Training workflow for Tesseract 4 as a Makefile for dependency tracking and building the required software from source.
To build leptonica and tesseract, additional data and install it to a subdirectory ./usr
in the repo:
make leptonica tesseract langdata
Tesseract will be built from the git repository, which requires CMake, autotools (including autotools-archive) and some additional libraries for the training tools. See the installation notes in the tesseract repository.
Place ground truth consisting of line images and transcriptions in the folder
data/train
for training and data/eval
for evaluation.
Images must be TIFF and have the extension .tif
.
Transcriptions must be single-line plain text and have the same name as the
line image but with .tif
replaced by .gt.txt
.
The repository contains a ZIP archive with sample ground truth, see
ocrd-testset.zip. Extract it to ./data/train
and run
make training
.
NOTE: If you want to generate line images for transcription from a full page, see tips in issue 7 and in particular @Shreeshrii's shell script.
make training MODEL_NAME=name-of-the-resulting-model
which is basically a shortcut for
make unicharset lists proto-model training
Run make help
to see all the possible targets and variables:
Targets
unicharset Create unicharset
lists Create lists of lstmf filenames for training and eval
training Start training
proto-model Build the proto model
leptonica Build leptonica
tesseract Build tesseract
tesseract-langs Download tesseract-langs
langdata Download langdata
clean Clean all generated files
Variables
MODEL_NAME Name of the model to be built. Default: foo
CONTINUE_FROM Name of the model to continue from. Default:
CORES No of cores to use for compiling leptonica/tesseract.
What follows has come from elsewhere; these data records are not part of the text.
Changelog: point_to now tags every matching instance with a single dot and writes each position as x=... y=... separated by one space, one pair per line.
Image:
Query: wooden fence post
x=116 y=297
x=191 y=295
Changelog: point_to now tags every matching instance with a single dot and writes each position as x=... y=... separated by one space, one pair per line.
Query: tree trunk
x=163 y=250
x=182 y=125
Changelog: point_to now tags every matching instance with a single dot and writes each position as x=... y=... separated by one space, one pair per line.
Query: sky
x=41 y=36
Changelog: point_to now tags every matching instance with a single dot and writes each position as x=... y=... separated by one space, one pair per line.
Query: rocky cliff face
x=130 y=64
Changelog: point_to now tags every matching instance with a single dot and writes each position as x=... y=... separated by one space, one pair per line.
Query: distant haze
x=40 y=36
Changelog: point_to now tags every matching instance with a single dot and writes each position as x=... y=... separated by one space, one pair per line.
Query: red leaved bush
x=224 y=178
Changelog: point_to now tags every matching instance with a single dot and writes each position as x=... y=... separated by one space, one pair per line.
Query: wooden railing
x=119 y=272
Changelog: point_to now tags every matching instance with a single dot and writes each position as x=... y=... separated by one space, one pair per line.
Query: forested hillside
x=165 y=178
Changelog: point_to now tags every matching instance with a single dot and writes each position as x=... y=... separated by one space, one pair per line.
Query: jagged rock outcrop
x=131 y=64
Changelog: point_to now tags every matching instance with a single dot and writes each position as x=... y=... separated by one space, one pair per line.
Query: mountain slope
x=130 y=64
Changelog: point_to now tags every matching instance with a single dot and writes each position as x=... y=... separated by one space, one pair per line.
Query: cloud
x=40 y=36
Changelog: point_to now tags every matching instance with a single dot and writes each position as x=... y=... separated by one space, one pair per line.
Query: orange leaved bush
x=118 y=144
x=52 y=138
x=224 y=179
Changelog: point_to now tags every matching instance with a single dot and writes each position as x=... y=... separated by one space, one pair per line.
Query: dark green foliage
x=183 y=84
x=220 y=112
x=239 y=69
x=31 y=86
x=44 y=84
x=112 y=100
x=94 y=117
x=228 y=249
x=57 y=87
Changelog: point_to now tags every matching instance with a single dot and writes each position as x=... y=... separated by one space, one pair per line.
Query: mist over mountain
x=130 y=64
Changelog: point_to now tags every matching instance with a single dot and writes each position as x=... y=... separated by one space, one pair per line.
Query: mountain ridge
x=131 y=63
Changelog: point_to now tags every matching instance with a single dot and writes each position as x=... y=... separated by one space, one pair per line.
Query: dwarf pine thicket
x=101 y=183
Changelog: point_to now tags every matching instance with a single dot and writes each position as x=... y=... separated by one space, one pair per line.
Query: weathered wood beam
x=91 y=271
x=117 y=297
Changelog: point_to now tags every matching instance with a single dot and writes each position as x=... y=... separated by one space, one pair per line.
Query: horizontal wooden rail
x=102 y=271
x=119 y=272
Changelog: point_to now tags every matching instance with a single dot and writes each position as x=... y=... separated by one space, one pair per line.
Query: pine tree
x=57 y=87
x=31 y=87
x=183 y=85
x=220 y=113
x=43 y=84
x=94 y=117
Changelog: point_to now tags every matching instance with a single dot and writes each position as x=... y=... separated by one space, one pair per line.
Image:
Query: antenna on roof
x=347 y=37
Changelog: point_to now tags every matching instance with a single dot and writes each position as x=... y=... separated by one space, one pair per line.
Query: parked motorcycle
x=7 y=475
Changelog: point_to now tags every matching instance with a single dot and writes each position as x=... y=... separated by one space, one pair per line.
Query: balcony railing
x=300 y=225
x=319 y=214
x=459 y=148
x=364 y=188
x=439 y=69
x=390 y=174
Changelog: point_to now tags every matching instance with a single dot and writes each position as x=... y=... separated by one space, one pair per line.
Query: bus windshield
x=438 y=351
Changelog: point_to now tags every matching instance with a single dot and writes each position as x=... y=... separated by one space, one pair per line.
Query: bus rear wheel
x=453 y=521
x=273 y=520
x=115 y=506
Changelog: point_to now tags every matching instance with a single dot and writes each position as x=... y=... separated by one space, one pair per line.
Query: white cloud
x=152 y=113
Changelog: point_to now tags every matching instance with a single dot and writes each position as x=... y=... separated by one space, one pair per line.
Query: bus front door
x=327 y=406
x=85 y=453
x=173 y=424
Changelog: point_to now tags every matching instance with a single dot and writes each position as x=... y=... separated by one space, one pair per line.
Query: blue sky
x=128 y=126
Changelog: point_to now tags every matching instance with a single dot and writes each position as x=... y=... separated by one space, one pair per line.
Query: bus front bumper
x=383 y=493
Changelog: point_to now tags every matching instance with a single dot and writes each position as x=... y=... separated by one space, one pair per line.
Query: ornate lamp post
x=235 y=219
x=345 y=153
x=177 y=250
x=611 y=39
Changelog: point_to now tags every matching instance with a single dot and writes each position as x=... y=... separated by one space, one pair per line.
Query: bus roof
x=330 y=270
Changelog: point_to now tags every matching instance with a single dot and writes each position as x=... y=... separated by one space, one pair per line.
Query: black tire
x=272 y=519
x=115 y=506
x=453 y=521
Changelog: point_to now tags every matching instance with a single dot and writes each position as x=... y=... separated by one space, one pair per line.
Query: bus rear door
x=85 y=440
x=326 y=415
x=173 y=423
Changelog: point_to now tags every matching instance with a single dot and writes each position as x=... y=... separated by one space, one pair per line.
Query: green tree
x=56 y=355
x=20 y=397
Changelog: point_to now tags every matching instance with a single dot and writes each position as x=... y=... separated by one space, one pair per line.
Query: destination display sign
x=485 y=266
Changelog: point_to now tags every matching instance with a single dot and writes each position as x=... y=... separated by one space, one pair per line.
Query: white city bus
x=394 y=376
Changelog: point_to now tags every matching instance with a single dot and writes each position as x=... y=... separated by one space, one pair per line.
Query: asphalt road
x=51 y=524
Default: 4
LEPTONICA_VERSION Leptonica version. Default: 1.75.3
TESSERACT_VERSION Tesseract commit. Default: fd492062d08a2f55001a639f2015b8524c7e9ad4
LANGDATA_VERSION Tesseract langdata version. Default: master
TESSDATA_REPO Tesseract model repo to use. Default: _fast
TRAIN Train directory. Default: data/train
NORM_MODE Normalization Mode - see src/training/language_specific.sh for details. Default: 2
PSM Page segmentation mode. Default: 6
RATIO_TRAIN Ratio of train / eval training data. Default: 0.90
Software is provided under the terms of the Apache 2.0
license.
Sample training data provided by Deutsches Textarchiv is in the public domain.